Felicity Ward is an outspoken mental health activist. In 2014 she hosted a documentary as a part of the ABC’s mental health awareness week, almost all her interviews touch on her experiences with anxiety, and now, she’s got a show that explicitly addresses her latest struggles with her brain (and also her bowels). What If There Is No Toilet? is an hour of frank conversation about getting help, and poo. There is a lot of toilet humour, and it is glorious.
Ward is a somewhat gangly, stick thin, gorgeous 35 year old, so it’s already quite absurd to picture her having any issues passing her lunch, let alone some particularly explosive ones. Part of this is that Ward has such great control over every other aspect of her physicality, her punchlines shift from clever verbal wit to strange movement and back again without a hitch. Her impressions and re-enactments are a delight, and her facial expressions are larger than life, often betraying how much fun Ward is having on stage.

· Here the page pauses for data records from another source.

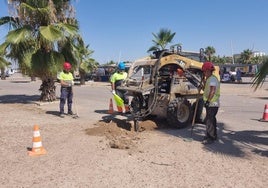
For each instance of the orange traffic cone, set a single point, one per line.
(111, 107)
(265, 114)
(37, 148)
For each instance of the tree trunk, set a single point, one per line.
(48, 90)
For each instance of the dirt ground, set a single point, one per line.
(107, 152)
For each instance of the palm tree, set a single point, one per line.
(161, 40)
(246, 56)
(3, 63)
(210, 51)
(260, 76)
(38, 30)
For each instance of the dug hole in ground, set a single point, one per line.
(99, 149)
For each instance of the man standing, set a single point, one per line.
(116, 80)
(211, 98)
(66, 80)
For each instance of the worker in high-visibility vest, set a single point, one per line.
(211, 99)
(67, 81)
(116, 80)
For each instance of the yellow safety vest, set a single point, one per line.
(215, 99)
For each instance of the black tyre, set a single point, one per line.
(179, 113)
(201, 111)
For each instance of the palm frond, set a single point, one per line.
(51, 33)
(69, 29)
(19, 35)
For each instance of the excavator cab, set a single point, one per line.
(166, 85)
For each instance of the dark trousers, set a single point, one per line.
(66, 93)
(211, 122)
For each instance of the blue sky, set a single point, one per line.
(122, 29)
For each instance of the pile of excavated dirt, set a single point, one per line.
(120, 135)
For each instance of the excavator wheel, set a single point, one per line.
(179, 113)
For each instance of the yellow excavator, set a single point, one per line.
(167, 85)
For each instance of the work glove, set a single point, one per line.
(206, 104)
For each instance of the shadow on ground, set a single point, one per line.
(229, 142)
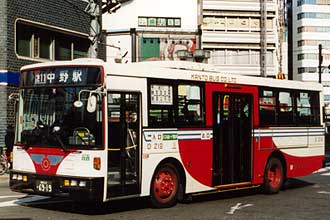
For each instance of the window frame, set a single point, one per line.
(293, 119)
(174, 108)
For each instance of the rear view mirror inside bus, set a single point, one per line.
(91, 104)
(78, 104)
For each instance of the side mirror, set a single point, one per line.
(56, 129)
(78, 104)
(91, 104)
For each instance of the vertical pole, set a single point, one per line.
(263, 38)
(320, 62)
(95, 27)
(133, 42)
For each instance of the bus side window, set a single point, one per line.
(285, 114)
(267, 107)
(161, 111)
(189, 105)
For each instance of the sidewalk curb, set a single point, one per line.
(4, 178)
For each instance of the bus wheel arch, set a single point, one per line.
(275, 173)
(168, 173)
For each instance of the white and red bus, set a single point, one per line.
(96, 131)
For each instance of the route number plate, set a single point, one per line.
(44, 186)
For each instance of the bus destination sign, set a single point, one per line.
(61, 76)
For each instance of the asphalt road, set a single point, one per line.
(303, 198)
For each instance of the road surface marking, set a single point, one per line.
(22, 201)
(238, 206)
(17, 196)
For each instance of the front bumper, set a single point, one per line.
(90, 189)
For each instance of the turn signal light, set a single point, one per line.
(97, 163)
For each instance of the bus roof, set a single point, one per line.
(180, 70)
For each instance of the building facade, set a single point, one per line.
(232, 32)
(310, 28)
(229, 29)
(37, 31)
(151, 30)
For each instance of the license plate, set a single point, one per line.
(44, 186)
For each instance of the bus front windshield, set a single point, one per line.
(48, 117)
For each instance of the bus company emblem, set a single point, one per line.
(45, 164)
(46, 161)
(85, 157)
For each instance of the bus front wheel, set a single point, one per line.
(164, 187)
(274, 176)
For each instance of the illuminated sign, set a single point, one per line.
(61, 76)
(213, 78)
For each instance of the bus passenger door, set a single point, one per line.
(123, 144)
(232, 124)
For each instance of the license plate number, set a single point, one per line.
(44, 186)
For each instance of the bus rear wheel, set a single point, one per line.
(165, 187)
(274, 176)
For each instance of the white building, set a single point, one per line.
(151, 30)
(311, 27)
(230, 29)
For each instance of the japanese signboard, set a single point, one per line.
(61, 76)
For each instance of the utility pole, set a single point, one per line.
(320, 63)
(263, 38)
(94, 10)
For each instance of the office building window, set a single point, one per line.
(36, 42)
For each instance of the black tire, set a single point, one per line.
(3, 168)
(274, 176)
(164, 187)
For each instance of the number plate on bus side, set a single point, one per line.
(44, 186)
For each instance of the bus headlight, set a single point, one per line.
(97, 163)
(82, 183)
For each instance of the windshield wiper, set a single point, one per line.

Ward is of the belief that mental health can be laughed at, and it’s definitely an important element of normalising conversations about mental illness. Perhaps because of this, the show isn’t ‘heavy’ – Ward works hard to keep the seriousness of the topic, and to share her experiences of the symptoms of her illnesses without being either too sombre or too dismissive. There’s a lightness and a wickedness to her mode of storytelling that immediately puts an audience at ease. The show doesn’t feel purely confessional either, largely due to Ward’s dedication to the topic in general. She is surprised by the number of people in the crowd willing to admit to having lived with an illness, and pleased that they’ve come to see her show.
What If There Is No Toilet? is an appropriately messy show. Ward frequently laughs at and with herself, something that is comforting rather than obnoxious with this kind of content. The tight structure that has been lauded in her previous shows isn’t as strong here, but it doesn’t need to be. The audience laugh in solid bursts rather than sloppy or explosive trickles.
What If There Is No Toilet? is on at ACMI until the 17th of April. Tickets range from $22 to $36 and are available online and at the door.